Ajoutons un point connexe, tout aussi désolant selon moi : le prix que nous allons devoir payer, nous mais aussi tous les pays européens, pour financer cette Europe militaire au nom d’un danger infiniment improbable. Sans insister sur les chiffres, variables selon les nations, c’est à une dépense générale de 800 milliards d’euros que l’Europe va procéder, avec une part importante pour la France alors qu’elle doit déjà faire face à un déficit grave des finances publiques (toujours Macron, précédé par Hollande !) qui entraîne une baisse considérable de l’aide à tout ce qui aide notre peuple à bien vivre : les services publics multiples, les salaires, le temps de travail, l’âge de la retraite, etc., autant de « choses » qui connaissent une crise terrible  - je ne développe pas !

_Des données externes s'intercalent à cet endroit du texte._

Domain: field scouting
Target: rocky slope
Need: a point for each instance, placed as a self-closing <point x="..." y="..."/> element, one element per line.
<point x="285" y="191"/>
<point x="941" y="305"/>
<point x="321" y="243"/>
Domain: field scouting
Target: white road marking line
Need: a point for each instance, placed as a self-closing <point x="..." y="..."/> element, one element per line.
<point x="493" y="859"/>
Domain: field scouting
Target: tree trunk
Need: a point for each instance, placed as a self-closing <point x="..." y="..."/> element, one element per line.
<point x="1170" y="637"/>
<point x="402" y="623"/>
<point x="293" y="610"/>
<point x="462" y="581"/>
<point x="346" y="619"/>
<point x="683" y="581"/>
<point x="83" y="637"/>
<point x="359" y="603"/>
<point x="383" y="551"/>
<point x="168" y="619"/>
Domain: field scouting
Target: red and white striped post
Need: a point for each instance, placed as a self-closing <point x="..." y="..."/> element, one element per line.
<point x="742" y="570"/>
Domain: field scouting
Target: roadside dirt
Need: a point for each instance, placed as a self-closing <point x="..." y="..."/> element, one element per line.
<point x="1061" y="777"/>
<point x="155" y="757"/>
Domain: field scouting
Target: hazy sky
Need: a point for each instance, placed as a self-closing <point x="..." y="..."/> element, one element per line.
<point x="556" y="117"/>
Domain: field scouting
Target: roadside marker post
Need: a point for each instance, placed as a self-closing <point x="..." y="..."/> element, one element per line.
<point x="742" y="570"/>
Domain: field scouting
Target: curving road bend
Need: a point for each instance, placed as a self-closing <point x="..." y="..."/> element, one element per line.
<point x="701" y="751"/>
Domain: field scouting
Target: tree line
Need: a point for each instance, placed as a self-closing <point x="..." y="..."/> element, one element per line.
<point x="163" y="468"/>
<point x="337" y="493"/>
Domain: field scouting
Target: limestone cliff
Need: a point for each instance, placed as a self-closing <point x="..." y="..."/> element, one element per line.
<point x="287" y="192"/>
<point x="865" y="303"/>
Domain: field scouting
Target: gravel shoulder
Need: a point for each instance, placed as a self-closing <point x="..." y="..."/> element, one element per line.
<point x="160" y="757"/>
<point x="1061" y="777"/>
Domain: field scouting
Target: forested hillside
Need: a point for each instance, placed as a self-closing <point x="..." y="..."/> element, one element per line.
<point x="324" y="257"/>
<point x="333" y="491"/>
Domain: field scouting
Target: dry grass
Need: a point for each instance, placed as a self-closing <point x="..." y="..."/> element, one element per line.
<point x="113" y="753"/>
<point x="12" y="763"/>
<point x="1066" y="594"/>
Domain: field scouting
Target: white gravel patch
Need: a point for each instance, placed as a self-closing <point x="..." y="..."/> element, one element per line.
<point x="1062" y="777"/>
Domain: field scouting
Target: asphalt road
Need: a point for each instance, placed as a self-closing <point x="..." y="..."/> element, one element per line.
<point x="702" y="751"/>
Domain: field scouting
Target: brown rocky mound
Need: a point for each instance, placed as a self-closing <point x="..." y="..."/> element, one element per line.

Je conclurai en revenant un peu en arrière, et trop brièvement. Quand on réfléchit philosophiquement et depuis longtemps sur la société et ses maux à la lumière d’une histoire comprise scientifiquement mais tout autant éclairée critiquement par la morale, on ne peut éviter de se poser la question, à nouveau aujourd’hui : d’où vient cette nouvelle barbarie, que j’ai appelée aussi « démesure »  dans un de mes livres ?  Je ne peux ici développer, mais j’indique qu’on peut faire et qu’on a fait intellectuellement et depuis longtemps de nombreuses hypothèses, et d’abord anthropologiques : sauvagerie humaine de l’homme considéré comme un  « loup pour l’homme » (Hobbes ), « volonté de puissance » aspirant à la domination (Nietzsche), agressivité meurtrière innée (Freud), etc. Mais on peut leur faire des objections et se tourner vers l’histoire et ses conflits économiques d’intérêts de classe tels que Marx les a admirablement analysés en montrant que l’homme est fait par l’histoire qu’il fait, à savoir abîmé par ce qu’elle est de fait et qui n’est pas lié à une  prétendue « nature » humaine mauvaise. Sans pouvoir détailler davantage, c’est cette optique que je défends principalement et malgré ce qu’a pu en dire Raymond Aron dans « Paix et guerre entre les nations » où il conclut quasiment à la fatalité des conflits internationaux (à l’opposé aussi de Kant). Or malgré tout ce qui se passe aujourd’hui et qui pourrait nous faire revenir à une hypothèse anthropologique pessimiste vouant l’humanité à la catastrophe, avec en plus des armes nouvelles pour cela, c’est au parti-pris marxien qu’il faut revenir : tout ce qui se passe présentement, y compris les exactions de Trump, nous montre et même nous prouve à quel point la conflictualité humaine s’enracine dans les oppositions de classe liés à la propriété prive de l’économie, qui n’en a rien à faire de l’intérêt général. Et la Chine, on m’excusera d’y revenir aussi, malgré la complexité de sa situation interne, nous montre ce qu’une direction socialiste de la société (au minimum) peut faire pour apaiser la vie collective. Sans compter que, de tout façon, la morale existe, qui nous oblige ! Mais la culture philosophique et morale de nos politiques est très insuffisante, obsédés qu’ils sont par la seule efficacité, la gestion financière et leur ambition personnelle

                                                      Yvon Quiniou, philosophe.